Bu haftaki yazımın konusunu düşünürken, karşımdaki Türbeden bir öğüt (nasihat) geldiğini duyumsar oldum; Diyordu ki, “Benle ilgili o belge-yazıyı bir kez daha oku ve okurlarınla paylaş, çünkü herkes ve özellikle tırmandırılan bu politik gerilimin tarafları için tarihi ama güncel bir ders dosyası niteliğinde”.

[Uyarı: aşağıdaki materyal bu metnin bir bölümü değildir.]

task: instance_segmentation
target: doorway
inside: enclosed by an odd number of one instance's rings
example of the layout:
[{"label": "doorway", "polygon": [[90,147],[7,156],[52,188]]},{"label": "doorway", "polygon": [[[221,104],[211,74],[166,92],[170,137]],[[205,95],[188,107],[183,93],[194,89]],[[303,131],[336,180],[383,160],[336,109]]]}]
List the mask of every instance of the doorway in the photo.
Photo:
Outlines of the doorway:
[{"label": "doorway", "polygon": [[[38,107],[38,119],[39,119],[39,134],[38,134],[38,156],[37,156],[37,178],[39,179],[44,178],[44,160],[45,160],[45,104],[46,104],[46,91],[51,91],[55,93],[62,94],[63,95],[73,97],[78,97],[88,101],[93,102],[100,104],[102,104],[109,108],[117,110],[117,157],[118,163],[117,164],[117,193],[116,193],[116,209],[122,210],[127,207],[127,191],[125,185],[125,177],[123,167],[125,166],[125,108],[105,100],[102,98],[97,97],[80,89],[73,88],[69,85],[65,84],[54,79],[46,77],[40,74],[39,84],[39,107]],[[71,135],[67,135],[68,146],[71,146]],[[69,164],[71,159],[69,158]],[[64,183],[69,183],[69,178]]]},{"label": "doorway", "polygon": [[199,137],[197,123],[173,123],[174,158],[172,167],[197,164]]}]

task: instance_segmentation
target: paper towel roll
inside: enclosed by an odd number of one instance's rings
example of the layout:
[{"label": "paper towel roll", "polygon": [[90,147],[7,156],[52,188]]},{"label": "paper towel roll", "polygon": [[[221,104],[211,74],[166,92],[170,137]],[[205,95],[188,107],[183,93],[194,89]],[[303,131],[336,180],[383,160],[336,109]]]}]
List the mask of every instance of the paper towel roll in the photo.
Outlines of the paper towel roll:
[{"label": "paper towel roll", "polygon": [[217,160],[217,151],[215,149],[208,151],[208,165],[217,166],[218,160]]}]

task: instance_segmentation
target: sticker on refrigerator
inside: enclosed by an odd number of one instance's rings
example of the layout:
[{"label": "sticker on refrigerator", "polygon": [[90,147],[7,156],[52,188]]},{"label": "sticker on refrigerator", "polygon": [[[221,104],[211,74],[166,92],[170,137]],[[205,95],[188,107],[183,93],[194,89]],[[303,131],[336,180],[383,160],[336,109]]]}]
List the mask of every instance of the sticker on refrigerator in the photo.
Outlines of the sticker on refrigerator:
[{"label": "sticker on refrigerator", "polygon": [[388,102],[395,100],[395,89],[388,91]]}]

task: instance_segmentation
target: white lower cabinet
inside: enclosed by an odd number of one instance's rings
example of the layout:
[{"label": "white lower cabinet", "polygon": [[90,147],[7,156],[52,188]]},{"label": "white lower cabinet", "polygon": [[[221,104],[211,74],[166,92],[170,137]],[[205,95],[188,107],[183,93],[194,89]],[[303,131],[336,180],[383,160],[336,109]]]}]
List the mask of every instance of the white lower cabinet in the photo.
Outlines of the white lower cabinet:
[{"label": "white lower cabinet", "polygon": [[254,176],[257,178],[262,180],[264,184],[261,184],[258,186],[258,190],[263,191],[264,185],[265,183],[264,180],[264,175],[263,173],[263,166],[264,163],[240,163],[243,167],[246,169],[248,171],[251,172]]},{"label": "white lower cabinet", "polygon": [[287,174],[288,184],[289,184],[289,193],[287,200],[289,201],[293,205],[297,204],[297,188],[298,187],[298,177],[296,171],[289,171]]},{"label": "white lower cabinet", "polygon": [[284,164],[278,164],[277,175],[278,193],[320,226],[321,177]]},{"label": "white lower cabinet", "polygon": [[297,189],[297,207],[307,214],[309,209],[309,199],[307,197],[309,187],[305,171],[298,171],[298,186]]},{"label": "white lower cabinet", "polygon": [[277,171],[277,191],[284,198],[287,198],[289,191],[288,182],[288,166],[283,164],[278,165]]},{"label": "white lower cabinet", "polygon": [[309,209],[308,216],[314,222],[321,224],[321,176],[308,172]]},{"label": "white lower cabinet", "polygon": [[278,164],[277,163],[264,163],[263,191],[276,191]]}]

Bu belge-yazıyı bir rastlantı Google’da görüp saklamıştım. Dostlardan gelen, yazılarımı daha kısa tutmam öğüdünü bu haftadan sonra uygulamaya çalışacağım. Ama bu yazımı özellikle son cümlesine dek sabırla okumanızı zorladığım için bağışlayın lütfen;
PİR İLYAS
Pir İlyas, Anadolu'nun zenginliği olan büyük dostlarındandır. Adı, Şücaaddin İlyas'tır. Gümüşlüzâde diye de bilinir. Amasya'da doğdu. Doğum tarihi bilinmemektedir. 837 (m.1433) tarihinde Amasya'da vefat etti. Sevâdiye Mahallesi Mezarlığı başındaki Pirler Türbesi'ne defnedildi.
Hem Selçuklu hem de Osmanlı zamanında söz konusu derviş zümrelerinin merkezi otoriteyle en ciddi çatışmaları onların mesiyanik/mehdici bir yaklaşımla ortaya çıkıp hitap ettikleri sosyal çevreyle de bütünleşerek bir kıyama kalkıştıklarında veya buna hazırlandıklarında yaşanmıştır. Bu derece yaygın olmasa da aşırı panteist ve hululcü anlayışla ortaya çıkan daha elit bir sufi kesim üzerine de aynı sertlikle gidilmiştir. Hem Sünni ulemanın baskısı hem de benimsedikleri kutup anlayışı yüzünden siyasi otoritenin dolaylı da olsa kendisine ve nizam-ı âleme yönelik bir tehdit algılaması buna sebep olmuştur. Selçuklu ve Osmanlı Anadolu’sunda heterodoks sufi şeyhlerinin başını çektiği ve hitap ettikleri sosyal kesimin de katılımıyla siyasi otoriteye karşı pek çok isyan hareketi ortaya çıkmıştır.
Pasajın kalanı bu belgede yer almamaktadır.